Warning  FailedScheduling   17s (x2 over 17s)  default-scheduler   0/2 nodes are available: 2 node(s) didn't match node selector.
  Normal   NotTriggerScaleUp  14s                cluster-autoscaler  pod didn't trigger scale-up (it wouldn't fit if a new node is added): 2 node(s) didn't match node selector

What is the problem? Deployment manager creates bad labels?

affinity used:
    #   affinity:
    #     nodeAffinity:
    #       requiredDuringSchedulingIgnoredDuringExecution:
    #         nodeSelectorTerms:
    #         - matchExpressions:
    #           - key: node/nodeisbusy
    #             operator: NotIn
    #             values:
    #             - busy

Please note that StackOverflow community is not a support site for your favorite provider you risk to get your questions removed from the community. Your issue is very specific to a GCP product and note related to coding. What you can do is file a public issue with Google cloud.google.com/support/docs/issue-trackers#trackers-list — Ernesto U
Can you also share how you created your GKE via Deployment Manager? This is most likely because your node-pools does not have any label — Dean Christian Armada

Vasanth Gopal Vasanth Gopal · Accepted Answer · 2020-07-24T07:08:27

GCP give two ways to control deployments restricting to a node-pool or a set of nodes.

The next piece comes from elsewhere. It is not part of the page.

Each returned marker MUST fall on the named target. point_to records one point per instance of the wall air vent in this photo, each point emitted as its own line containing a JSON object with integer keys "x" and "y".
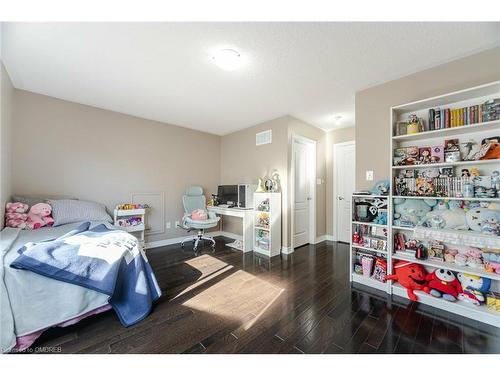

Am explaining below the #1 approach - A combination of nodeselector and tolerations to achieve restrictions on deployments along with auto-scaling.

Here is an example:

Let us say a cluster cluster-x is available. Let us say it contains two node pools

project-a-node-pool - Configured to autoscale from 1 to 2 nodes.
project-b-node-pool - Configured to autoscale from 1 to 3 nodes.

Node Pool Labels

Each of the nodes in project-a-node-pool would contain the label. This is configured by default.

cloud.google.com/gke-nodepool: project-a-node-pool

Each of the nodes in project-b-node-pool would contain the label. This is configured by default.

cloud.google.com/gke-nodepool: project-b-node-pool

Node Pool Taints

Add Taints to each of the node pool. As an example command:

gcloud container node-pools create project-a-node-pool --cluster cluster-x
--node-taints project=a:NoExecute

gcloud container node-pools create project-b-node-pool --cluster cluster-x
--node-taints project=b:NoExecute

Snapshot of Taints configured for project-a-node-pool

Deployment Tolerations

Add to the deployment YAML file, the tolerations matching the taint.

tolerations:
- key: "project"
  operator: "Equal"
  value: "a" (or "b")
  effect: "NoExecute"

Test with deployments

Try to do new deployments and check whether each deployment is happening as per the taint / toleration pair. Deployments with toleration value a should go to project-a-node-pool. Deployments with toleration value b should go to project-b-node-pool. Once sufficient memory / cpu request is reached in either of the node pool, newer deployments should trigger auto-scale within the node pool.